Classifying Namibia’s savanna: Turning drone imagery into vegetation base maps
Timothée Produit of EPFL’s LASIG lab was part of our Namibian mission in May 2014. During the mission, Tim gave lectures both at the Polytechnic of Namibia as well as at the Gobabeb Research & Training Center on how to use the acquired drone imagery to classify terrain. Once all the imagery of the mission had been processed back home in Switzerland, Tim went on to use our data for classification purposes.
In this blog, we explore how to use multi-spectral imagery acquired by the eBee, processed into orthomosaics using Pix4Dmapper, to create vegetation base maps.
A “quick and dirty” classification of the Namibian savanna
Aerial photographs, such as those obtained with ultralight drones offer a unique perspective on landscape dynamics. Through a process called orthorectification, raw aerial images are transformed into orthoimages – images with the same geometric properties as maps (i.e. where optical deformations such as those due to perspective are corrected). Multiple orthoimages can be stitched together to form an orthomosaic – a paramount product to update maps and provide a detailed view of the landscape. However, without further processing to produce more abstracted (read less detailed) representations, orthoimagery may only have a limited value for casual users such as farmers. Indeed, the power of maps resides in the simplification and abstraction of details to highlight specific topics (e.g. social, environmental, economic, etc).

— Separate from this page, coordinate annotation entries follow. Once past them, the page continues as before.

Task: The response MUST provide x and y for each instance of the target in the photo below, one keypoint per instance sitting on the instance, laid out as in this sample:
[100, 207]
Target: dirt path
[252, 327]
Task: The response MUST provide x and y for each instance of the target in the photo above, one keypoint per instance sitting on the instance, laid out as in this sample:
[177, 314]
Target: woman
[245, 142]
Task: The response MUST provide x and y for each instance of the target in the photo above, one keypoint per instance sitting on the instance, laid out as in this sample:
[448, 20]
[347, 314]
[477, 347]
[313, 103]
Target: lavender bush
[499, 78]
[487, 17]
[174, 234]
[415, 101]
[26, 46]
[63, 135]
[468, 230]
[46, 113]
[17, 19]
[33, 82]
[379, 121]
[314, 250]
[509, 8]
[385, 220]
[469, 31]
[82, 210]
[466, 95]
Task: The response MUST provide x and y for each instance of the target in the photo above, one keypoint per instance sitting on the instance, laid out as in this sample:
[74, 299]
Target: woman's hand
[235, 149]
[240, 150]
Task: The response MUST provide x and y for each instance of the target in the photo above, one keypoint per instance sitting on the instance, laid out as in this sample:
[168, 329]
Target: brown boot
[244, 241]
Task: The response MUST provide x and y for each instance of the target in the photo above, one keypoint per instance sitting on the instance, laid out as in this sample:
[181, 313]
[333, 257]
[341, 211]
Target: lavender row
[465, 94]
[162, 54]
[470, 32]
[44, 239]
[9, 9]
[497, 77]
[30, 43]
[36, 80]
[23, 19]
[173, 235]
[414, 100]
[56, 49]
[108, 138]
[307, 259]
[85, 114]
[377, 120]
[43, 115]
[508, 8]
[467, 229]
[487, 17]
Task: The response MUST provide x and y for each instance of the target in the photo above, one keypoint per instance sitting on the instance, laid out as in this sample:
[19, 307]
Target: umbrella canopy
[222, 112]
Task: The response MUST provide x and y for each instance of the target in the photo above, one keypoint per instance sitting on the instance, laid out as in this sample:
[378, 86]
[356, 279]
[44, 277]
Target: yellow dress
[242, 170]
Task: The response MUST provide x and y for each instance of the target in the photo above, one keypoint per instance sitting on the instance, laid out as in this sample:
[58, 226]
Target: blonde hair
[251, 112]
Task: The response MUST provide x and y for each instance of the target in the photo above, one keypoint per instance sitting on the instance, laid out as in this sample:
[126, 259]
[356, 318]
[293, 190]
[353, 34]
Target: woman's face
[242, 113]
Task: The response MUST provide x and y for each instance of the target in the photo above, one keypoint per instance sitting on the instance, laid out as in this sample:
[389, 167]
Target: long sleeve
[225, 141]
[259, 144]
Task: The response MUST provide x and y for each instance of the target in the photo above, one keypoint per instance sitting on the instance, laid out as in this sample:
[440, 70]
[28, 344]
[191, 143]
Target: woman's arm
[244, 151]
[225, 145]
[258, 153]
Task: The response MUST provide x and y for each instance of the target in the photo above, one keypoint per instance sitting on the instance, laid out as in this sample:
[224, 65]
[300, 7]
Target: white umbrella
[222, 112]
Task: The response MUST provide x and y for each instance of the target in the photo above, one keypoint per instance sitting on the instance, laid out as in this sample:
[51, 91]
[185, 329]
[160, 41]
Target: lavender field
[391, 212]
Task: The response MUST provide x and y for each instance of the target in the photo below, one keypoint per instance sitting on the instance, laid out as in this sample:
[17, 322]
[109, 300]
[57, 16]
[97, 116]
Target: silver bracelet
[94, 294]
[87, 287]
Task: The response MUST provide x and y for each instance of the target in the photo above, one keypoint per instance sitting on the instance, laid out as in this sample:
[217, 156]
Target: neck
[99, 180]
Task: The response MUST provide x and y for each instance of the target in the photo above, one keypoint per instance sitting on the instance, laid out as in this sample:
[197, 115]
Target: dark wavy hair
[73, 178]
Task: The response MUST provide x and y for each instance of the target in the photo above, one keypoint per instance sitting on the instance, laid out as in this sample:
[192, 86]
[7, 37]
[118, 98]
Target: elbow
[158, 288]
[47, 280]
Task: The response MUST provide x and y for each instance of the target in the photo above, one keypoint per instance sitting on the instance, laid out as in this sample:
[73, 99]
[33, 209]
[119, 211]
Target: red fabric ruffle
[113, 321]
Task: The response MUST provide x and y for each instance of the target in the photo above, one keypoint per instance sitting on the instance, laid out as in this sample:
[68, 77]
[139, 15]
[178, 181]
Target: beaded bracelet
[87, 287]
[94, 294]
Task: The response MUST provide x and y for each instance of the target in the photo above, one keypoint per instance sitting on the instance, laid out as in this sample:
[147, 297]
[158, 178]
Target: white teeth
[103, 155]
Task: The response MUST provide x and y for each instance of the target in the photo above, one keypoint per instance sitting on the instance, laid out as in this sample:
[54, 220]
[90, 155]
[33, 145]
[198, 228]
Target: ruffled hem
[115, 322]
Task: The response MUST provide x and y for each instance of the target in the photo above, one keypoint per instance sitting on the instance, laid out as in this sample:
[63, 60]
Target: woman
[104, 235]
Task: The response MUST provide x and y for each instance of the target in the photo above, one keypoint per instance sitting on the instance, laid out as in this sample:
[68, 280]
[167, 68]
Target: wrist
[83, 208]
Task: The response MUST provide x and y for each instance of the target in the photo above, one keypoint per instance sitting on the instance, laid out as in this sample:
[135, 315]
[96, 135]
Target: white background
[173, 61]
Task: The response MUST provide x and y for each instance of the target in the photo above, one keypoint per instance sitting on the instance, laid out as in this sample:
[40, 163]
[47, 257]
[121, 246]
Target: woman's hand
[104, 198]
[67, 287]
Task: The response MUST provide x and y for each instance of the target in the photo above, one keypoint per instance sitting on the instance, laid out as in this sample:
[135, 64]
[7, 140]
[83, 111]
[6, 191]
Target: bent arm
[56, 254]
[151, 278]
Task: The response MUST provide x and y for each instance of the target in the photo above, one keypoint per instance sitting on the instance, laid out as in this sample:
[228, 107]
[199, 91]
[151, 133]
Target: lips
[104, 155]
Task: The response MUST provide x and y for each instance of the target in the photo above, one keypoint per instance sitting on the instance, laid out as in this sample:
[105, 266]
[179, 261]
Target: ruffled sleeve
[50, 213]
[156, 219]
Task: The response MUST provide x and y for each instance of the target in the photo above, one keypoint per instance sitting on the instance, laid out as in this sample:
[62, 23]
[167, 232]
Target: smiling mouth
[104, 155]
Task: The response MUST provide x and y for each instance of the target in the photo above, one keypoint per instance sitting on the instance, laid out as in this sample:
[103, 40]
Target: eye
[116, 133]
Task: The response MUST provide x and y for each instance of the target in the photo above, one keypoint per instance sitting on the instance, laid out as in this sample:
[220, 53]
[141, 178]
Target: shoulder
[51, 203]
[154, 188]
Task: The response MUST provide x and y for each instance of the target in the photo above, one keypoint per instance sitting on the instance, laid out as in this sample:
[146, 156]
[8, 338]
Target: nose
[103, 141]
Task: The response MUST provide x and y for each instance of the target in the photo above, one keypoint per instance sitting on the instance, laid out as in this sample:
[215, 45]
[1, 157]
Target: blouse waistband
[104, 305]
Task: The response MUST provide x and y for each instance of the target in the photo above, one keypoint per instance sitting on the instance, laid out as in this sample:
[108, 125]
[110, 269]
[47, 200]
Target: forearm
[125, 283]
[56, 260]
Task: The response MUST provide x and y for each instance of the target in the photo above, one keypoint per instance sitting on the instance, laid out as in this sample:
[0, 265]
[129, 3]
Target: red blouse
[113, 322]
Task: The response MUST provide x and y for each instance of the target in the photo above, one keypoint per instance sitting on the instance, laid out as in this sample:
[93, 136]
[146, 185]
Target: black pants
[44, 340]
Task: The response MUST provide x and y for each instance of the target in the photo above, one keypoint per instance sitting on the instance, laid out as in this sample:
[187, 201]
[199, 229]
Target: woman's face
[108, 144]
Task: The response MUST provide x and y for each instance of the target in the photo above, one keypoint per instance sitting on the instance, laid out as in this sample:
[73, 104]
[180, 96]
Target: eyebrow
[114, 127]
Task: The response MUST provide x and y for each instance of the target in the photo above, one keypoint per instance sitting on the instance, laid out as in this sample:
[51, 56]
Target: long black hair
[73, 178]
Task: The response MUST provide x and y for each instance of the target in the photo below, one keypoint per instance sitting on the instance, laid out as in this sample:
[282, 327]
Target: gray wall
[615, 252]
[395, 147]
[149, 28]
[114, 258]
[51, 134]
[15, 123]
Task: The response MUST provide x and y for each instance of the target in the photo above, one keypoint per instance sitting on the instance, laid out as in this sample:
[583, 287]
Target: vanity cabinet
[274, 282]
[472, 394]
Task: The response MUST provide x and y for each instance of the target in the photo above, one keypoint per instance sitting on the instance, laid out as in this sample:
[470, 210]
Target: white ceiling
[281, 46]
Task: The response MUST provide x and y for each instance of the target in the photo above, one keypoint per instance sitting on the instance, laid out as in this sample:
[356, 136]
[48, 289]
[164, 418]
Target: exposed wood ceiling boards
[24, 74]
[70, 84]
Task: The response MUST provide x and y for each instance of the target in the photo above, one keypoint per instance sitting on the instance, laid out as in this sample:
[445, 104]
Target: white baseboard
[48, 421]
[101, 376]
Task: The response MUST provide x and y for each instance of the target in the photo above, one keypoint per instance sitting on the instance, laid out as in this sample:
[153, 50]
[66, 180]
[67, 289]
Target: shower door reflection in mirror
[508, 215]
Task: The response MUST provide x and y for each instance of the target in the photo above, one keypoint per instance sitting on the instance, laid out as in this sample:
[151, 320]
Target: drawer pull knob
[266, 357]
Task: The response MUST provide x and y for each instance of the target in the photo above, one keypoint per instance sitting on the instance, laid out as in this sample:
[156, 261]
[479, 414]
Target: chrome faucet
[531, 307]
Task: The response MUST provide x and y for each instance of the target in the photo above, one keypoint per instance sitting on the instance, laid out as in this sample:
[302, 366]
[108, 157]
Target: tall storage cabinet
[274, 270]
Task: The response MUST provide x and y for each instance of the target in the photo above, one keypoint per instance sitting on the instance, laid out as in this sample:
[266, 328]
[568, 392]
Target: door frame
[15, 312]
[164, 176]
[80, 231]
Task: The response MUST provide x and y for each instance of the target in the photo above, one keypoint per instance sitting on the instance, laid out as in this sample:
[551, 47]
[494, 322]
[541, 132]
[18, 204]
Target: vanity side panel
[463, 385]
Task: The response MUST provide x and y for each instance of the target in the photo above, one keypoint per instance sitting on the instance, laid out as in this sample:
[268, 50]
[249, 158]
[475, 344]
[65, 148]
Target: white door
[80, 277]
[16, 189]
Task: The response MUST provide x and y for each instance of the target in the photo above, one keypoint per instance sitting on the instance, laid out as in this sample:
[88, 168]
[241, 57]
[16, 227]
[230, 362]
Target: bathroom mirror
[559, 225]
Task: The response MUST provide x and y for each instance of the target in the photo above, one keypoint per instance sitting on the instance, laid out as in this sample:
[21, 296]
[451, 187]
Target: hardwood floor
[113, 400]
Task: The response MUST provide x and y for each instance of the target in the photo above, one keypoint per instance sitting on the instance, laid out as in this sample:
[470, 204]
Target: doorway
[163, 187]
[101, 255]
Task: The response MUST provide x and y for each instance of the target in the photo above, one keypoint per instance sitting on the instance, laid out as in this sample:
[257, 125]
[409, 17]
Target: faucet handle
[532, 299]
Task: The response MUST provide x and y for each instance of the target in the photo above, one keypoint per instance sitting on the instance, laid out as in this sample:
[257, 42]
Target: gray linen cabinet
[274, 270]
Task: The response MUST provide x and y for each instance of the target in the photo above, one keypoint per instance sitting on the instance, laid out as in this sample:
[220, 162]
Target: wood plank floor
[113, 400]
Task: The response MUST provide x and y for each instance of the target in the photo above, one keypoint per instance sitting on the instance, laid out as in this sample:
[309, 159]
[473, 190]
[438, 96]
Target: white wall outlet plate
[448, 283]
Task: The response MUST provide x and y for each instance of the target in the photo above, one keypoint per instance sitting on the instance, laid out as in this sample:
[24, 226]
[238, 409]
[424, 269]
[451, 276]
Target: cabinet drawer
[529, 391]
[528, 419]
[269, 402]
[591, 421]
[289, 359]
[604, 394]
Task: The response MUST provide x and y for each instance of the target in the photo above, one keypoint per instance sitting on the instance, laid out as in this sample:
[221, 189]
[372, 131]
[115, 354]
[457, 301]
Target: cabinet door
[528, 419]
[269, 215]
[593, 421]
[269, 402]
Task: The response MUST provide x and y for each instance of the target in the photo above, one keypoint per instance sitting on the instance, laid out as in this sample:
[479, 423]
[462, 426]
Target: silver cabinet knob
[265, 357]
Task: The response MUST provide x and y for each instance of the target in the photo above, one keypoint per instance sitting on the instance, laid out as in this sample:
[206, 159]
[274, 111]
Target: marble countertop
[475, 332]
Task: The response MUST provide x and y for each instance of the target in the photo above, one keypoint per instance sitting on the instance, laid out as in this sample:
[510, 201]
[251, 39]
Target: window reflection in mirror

In this post, we will focus on the creation of a savanna vegetation basemap by employing supervised classification. In this context, the purpose of classification is to associate each pixel of the orthoimage with a specific land cover class. We will illustrate a simple scheme to classify a NIR (i.e. Near Infra-Red) orthomosaic into four basic classes (trees, bare soil, grass and shadow).
Several open source tools offer pre-implemented algorithms for image classification: Orfeo toolbox, SAGA, multispec or the semi-supervised classification plugin for QGIS are a few examples. We used SAGA which is a C++ based GIS offering powerful raster/vector processing and analysis tools. Although it has a relatively steep learning curve, it is very efficient to process large data sets – a particularly important feature when working with very high resolution imagery (in our case 5 cm).
Creating our savanna vegetation basemap
A NIR image has three spectral bands: the near-infrared band replaces the blue band, the two other bands measure the green and red responses. A vegetation index is based on the fact that plants reflect NIR radiation, which is too low in energy for the photosynthesis, but absorb the visible light. In other words, this means that vegetation has a very recognizable spectral signature in multispectral imagery. Usually, a variant of the ratio of red and NIR bands is used to create vegetation indexes that provide an indication of photosynthetic activity. Similarly, classification algorithms can use such spectral signature differences to detect the most probable class of a pixel.
The overall process is divided into three main steps:
First, we create a vegetation index map that will give us an indication of the photosynthetic activity in each cell of the orthomosaic.
We then associate each pixel with one class (for instance: tree, soil, grass and shadow) for the analysis of the land cover partition
Finally and based on the this classification, we quantify the number of trees
As its names implies, a supervised classification requires supervision by an expert user. This user manually provides examples of areas for each considered land cover class. The pixels contained in those areas form a training set. Then, a classification algorithm automatically attributes the remaining pixels to each class, based on their similarity to the training samples.
Click here to download the guide that shows you step by step how we created our Vegetation basemap.
Counting trees
The Namibian savanna is a textbook case for imagery classification. Land cover classes are well separated in the spectral and spatial dimensions which explains the good results of the acacias detection. With some extra work, on the basis of this initial rough classification, a specialist can expand this basemap by labeling more vegetation classes (e.g. types of bushes, grasses, acacias, etc).
As implied in the title, this is really a “quick and dirty” approach. Indeed, the integration of structural 3D information in the classification pipeline would largely increase the quality and detail of the classification procedure.
In summary, supervised classification provides an easy way to produce vegetation maps by automatically reproducing expert visual interpretation based on training examples. The end product can be used by farmers to quickly evaluate changes in vegetation patterns over time.